Cette réussite économique fait de la Cité interdite un exemple emblématique de valorisation du patrimoine culturel au service du développement. Un modèle souvent cité dans les débats sur la diversification économique des pays africains, eux aussi dotés de sites historiques et naturels majeurs, mais encore largement sous-exploités. Pourtant, la recette paraît simple: transformer le patrimoine en richesse durable grâce à une gestion rigoureuse, une promotion efficace et des infrastructures adaptées.

Un site si vaste qu’il faut prendre son temps

Visiter la Cité interdite ne se résume pas à une simple promenade touristique. Avec ses 74 hectares, ses quelque 980 bâtiments, ses milliers de pièces ainsi que son vaste réseau de cours, de palais et de jardins, le site exige du temps et de l’endurance. Pour en apprécier pleinement les richesses, il faut prévoir au moins une demi-journée, voire davantage pour découvrir les musées, les collections impériales et les nombreux détails architecturaux qui font sa renommée. Entourée de hauts remparts et d’un large fossé, la Cité interdite impressionne autant par son immensité que par son organisation hautement symbolique. Chaque espace reflète un aspect précis de la vie impériale. La cour extérieure était destinée aux cérémonies officielles et à l’exercice du pouvoir politique, tandis que la cour intérieure était réservée à la vie privée de la famille impériale. Cette configuration témoigne du caractère rigide et fortement hiérarchisé de l’ancien pouvoir chinois.

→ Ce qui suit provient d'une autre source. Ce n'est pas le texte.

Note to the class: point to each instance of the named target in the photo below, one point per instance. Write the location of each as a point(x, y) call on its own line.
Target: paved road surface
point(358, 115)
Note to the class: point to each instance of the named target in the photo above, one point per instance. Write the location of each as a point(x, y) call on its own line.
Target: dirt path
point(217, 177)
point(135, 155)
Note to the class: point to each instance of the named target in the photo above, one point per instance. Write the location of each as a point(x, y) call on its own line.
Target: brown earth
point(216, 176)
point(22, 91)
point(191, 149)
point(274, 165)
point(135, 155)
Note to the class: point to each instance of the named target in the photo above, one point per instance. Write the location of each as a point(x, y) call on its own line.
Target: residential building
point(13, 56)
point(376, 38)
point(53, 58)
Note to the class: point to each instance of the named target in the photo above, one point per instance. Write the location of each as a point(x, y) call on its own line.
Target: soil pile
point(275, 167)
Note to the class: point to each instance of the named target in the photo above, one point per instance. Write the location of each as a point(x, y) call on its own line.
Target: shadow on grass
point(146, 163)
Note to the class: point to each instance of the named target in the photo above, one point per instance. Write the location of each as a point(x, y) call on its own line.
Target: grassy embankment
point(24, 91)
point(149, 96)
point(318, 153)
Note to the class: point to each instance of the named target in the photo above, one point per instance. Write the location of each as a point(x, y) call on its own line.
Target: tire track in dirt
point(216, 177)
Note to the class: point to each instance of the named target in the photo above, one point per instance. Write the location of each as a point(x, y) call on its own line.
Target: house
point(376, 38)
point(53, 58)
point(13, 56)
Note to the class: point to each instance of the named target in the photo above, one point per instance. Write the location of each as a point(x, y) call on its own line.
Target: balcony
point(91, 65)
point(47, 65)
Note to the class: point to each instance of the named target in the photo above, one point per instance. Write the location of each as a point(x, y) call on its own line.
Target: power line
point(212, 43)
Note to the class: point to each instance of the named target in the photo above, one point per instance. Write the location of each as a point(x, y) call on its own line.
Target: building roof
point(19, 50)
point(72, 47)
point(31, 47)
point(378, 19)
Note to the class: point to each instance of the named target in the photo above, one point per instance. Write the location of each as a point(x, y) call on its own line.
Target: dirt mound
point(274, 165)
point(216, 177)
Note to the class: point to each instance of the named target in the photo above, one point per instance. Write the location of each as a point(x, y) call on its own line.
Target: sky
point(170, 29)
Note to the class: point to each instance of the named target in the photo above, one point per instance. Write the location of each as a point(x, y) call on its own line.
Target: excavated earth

La construction de la Cité interdite débute en 1406 sous le règne de l’empereur Yongle, de la dynastie Ming. Près d’un million d’ouvriers auraient été mobilisés pendant plus d’une décennie pour ériger cet immense complexe. Dès 1420, celui-ci devient le centre politique et symbolique de l’Empire chinois. Pendant près de cinq siècles, l’accès au site est interdit au peuple et aux étrangers, d’où son appellation de «Cité interdite». Elle abritera 24 empereurs des dynasties Ming et Qing jusqu’à la chute de l’Empire en 1912. Ce n’est qu’en 1924, après l’expulsion du dernier empereur, Puyi, qu’elle s’ouvre véritablement au public. Au fil des siècles, le site a subi des incendies, des destructions et des pillages. Toutefois, il a été restauré avec soin afin de préserver son authenticité architecturale. Aujourd’hui encore, ses palais majestueux, ses toitures vernissées jaunes et ses nombreux symboles impériaux témoignent de la puissance de la Chine d’autrefois.

La Cité interdite n’est cependant pas qu’un vestige du passé. Elle est devenue un espace vivant consacré à la recherche, à la conservation et à la transmission du patrimoine culturel. Ses salles abritent d’exceptionnelles collections d’objets impériaux, de montres anciennes, de peintures et d’autres trésors artistiques. Par son immensité, sa richesse historique et son impact économique, la Cité interdite demeure un modèle unique de valorisation du patrimoine. Elle rappelle que l’histoire peut devenir un puissant moteur de développement, à condition d’être préservée, mise en valeur et exploitée de manière intelligente.